Devices operating in the visible. (a) V-groove and vertical gratings fabricated using crystallographic etching [38]. (b) High reflectance binary grating for VCSELs [58]. (c) Top-hat forming DOE designed for 532 nm welding [39]. (d) Grating couplers for UV guided-wave optics [64].

4.4 X-ray

Microfabricated X-ray gratings have been demonstrated by Makita et al. [66]. A 500 nm HSQ layer is used with a chromium adhesion/conduction layer of 30 nm to create the grating patterns. The grating pattern is exposed via electron-beam lithography resulting in grating lines with 30 nm to 4 μm pitches. The etch process first transfers the electron-beam written pattern into the chromium using chlorine/oxygen chemistry, then transfer the pattern into diamond using an oxygen-based recipe. The HSQ layer is cured before diamond etching to increase recipe selectivity (300 °C, 40 min). The diamond etching is continuously tuned every 1–2 μm to maintain sidewall angle. The resulting structures have an aspect ratio between 10 and 20. Continuing this line of research, suspended gratings were fabricated by Kujala et al. [67], somewhat similarly to the free-hanging gratings previously demonstrated by Forsberg et al. [55], on a suspended CVD diamond membrane attached to a Si frame. A diffraction efficiency map of the first order was measured, indicating an efficiency variation of 20% across the whole grating. The variation is attributed to a nonflat diamond substrate, resulting in variation in the e-beam-written patterns due to focus error.

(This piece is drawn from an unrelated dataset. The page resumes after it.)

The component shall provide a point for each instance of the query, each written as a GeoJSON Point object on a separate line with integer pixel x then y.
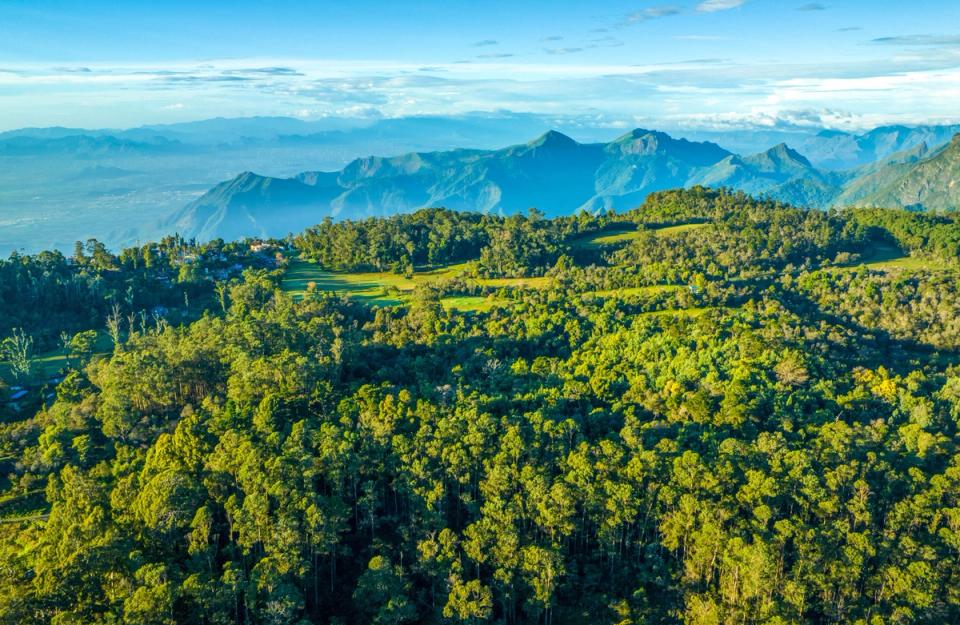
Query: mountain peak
{"type": "Point", "coordinates": [552, 139]}
{"type": "Point", "coordinates": [783, 153]}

An alternative fabrication process was carried out using ion implantation as a way of graphitizing selected areas in diamond by Stepanov et al. [68]. Boron ions with an energy of 40 keV were implanted with a high fluence of 1.43 × 10¹⁸ ion/cm², masked by nickel grid with 40 μm square openings. SRIM simulation [69] indicates that the boron atoms are deposited in a ∼100-nm-thick layer resulting in graphitization due to the high fluence. The graphitized layer expands due to lower density of amorphous carbon (g_a−C = 2.09–2.23 g/cm³) compared to diamond (g_Diamond = 3.47–3.55 g/cm³) and the refractive index changes to n_a−C = 2.1–2.223, thereby creating the optical path difference. An investigation into tungsten-relief and diamond-relief gratings for high energy hard X-ray diffractive optics revealed that the diamond gratings withstand a fluence of 59000 mJ/cm² at 8.2 keV, 118 × the amount measured for tungsten gratings before damage occurred [70]. The damage manifested in the diamond gratings as unintended graphitization. An innovative way of improving diffraction efficiency for diamond nanofabricated Fresnel zone plates were presented by David et al. [71]. The electron-beam lithography-structured diamond structure was filled with Ir, deposited conformally via atomic layer deposition. The high density of iridium confers an increase in phase shifting, while the diamond fins serve as an effective way of cooling the metal to prevent damage. A representative selection of demonstrated diamond diffractive optical elements for X-ray operation is shown in Figure 5.